Sugg grew up just outside Richmond, where there were few options for elite collegiate competition for women in the late 1980s. She enrolled at UCLA, where she found equal practice resources, but also a coaching staff with limited experience.

“Most of the women’s coaches in the ’80s and early ’90s had never played high-level sports,” she said. “They weren’t golf teaching professionals at a club. They had to learn everything as they went along.”

Still, those early coaches provided a model for Sugg as she got her start at Richmond. Sugg also benefited from the experiences of Ruth Goehring, who retired from Richmond Athletics in 2007.

Goehring was a three-sport athlete at SUNY Cortland and graduated in 1971, just before the passage of Title IX.

“It wasn’t even the same world,” she said. “We had six basketball games. Nothing was funded.”

Goehring started her athletics career coaching for public K-12 schools as they moved to comply with Title IX. She then launched a competitive women’s intercollegiate program at Colgate University just as the school began admitting women, before coming to Richmond in 1981 as the coordinator of women’s sports. 

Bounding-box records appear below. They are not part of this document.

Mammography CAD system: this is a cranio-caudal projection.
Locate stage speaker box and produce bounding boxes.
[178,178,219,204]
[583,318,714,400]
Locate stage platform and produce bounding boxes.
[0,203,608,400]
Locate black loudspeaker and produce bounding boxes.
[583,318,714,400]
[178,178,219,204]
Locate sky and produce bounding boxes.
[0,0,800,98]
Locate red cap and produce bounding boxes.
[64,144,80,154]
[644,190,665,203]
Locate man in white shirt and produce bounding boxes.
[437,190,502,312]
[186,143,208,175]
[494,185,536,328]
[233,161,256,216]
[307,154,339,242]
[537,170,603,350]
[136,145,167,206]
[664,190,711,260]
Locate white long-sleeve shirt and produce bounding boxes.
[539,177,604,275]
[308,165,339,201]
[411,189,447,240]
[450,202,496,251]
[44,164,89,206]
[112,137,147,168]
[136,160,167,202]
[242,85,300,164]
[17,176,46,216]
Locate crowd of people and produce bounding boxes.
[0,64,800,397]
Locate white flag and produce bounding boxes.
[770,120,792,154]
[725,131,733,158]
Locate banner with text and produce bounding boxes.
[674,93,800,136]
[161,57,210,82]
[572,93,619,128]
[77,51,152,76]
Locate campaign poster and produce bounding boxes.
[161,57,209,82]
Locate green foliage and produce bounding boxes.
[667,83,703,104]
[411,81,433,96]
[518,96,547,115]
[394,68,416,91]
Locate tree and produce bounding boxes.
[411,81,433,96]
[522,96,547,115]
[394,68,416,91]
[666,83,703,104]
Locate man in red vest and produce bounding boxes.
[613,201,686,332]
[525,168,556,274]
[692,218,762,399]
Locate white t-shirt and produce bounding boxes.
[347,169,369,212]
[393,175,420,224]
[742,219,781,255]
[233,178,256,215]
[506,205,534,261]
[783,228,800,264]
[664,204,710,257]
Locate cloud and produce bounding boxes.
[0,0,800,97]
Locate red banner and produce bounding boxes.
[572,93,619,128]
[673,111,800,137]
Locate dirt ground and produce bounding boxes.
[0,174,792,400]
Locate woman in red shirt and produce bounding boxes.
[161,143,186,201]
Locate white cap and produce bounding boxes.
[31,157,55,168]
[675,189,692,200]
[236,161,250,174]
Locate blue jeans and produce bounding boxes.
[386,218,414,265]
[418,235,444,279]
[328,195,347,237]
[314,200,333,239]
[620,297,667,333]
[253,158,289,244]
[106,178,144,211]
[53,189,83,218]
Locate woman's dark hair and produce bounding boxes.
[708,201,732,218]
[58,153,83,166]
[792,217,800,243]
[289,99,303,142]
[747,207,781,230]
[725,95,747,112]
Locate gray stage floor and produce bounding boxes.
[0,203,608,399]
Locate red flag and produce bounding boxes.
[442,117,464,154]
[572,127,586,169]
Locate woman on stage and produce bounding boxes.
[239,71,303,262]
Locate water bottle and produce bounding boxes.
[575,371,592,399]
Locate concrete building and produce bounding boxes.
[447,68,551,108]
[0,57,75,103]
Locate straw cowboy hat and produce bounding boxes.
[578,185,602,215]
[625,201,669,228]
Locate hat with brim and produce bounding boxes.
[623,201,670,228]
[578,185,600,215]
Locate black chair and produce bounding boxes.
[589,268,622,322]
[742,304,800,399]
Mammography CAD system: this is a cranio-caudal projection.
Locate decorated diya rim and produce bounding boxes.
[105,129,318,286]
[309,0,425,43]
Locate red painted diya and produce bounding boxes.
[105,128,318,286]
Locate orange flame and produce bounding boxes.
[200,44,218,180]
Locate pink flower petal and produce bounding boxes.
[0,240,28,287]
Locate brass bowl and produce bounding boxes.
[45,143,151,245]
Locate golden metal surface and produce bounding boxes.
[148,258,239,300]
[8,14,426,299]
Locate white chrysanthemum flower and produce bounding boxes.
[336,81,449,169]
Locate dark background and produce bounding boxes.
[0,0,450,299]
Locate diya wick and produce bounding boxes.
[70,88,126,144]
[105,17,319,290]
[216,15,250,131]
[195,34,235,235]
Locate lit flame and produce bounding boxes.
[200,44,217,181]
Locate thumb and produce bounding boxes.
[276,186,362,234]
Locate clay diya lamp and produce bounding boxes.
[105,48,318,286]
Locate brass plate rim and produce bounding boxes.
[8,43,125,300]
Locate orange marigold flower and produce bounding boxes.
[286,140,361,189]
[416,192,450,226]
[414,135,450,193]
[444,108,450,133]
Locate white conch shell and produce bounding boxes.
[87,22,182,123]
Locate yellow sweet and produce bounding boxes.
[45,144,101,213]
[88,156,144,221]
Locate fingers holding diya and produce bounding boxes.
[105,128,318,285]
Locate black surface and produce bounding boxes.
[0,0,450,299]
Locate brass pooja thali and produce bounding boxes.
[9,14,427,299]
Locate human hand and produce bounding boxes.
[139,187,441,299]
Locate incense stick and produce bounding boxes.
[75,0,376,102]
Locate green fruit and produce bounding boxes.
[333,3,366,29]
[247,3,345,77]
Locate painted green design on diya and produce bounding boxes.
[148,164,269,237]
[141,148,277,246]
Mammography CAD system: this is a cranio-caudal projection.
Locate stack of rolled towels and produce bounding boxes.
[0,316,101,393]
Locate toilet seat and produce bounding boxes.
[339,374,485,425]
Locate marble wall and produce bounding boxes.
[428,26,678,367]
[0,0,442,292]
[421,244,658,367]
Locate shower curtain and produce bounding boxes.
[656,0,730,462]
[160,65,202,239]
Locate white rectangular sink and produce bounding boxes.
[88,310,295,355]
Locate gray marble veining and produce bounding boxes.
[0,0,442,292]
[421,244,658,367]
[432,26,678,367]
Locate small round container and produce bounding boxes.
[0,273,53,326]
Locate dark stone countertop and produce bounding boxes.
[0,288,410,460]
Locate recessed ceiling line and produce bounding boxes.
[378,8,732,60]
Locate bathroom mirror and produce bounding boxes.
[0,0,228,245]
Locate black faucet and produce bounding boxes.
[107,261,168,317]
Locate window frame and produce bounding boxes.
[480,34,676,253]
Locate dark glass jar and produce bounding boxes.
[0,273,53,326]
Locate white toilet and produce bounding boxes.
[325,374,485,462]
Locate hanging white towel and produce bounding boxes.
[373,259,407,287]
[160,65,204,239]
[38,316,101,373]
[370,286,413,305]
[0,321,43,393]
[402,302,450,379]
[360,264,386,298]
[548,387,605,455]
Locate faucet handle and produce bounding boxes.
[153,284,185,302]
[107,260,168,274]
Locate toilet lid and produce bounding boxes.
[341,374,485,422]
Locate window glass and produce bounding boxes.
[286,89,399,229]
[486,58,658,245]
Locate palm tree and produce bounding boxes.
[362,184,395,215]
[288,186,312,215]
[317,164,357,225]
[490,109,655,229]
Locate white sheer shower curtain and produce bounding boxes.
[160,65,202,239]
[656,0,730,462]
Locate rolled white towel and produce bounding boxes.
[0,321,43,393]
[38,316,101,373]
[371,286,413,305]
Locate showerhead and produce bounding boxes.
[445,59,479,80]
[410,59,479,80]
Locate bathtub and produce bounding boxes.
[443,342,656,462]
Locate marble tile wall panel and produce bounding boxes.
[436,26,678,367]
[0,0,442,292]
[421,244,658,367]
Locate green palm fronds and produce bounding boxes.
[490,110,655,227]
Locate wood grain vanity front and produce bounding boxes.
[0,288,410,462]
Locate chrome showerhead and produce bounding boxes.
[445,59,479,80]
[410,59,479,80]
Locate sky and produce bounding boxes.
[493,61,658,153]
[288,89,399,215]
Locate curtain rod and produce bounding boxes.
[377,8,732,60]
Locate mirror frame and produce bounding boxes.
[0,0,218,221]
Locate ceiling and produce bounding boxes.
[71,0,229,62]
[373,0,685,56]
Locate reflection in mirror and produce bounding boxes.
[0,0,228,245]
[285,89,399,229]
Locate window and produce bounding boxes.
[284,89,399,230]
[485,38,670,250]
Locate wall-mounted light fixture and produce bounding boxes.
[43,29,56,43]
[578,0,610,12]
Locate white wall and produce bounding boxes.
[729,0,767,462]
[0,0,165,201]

She found support from former Director of Athletics Chuck Boone, who quickly expanded her role. Goehring was able to move the women’s athletics staff and women’s basketball from Keller Hall to the Robins Center, and elevate part-time coaching positions to full-time.

“I thought, if I could get the men’s coaches to understand that if they wanted a better locker room or facilities,” she said, “we could work together and put money into building facilities that could be more accommodating to everybody.”

Today, Title IX mandates that collegiate athletic programs maintain a balanced number of male and female participating athletes. But Title IX only establishes a benchmark; true equity requires a higher bar.

"More important than technical compliance is that philosophically, we’re committed to building and supporting successful, positive athletic programs for all of Richmond’s varsity sport teams — for both men and women,” said John Hardt, vice president and director of athletics at the University. “We think it’s equally important that we strive to provide members of our field hockey program the same level of robust opportunities, quality equipment, excellent coaching and support as our football program."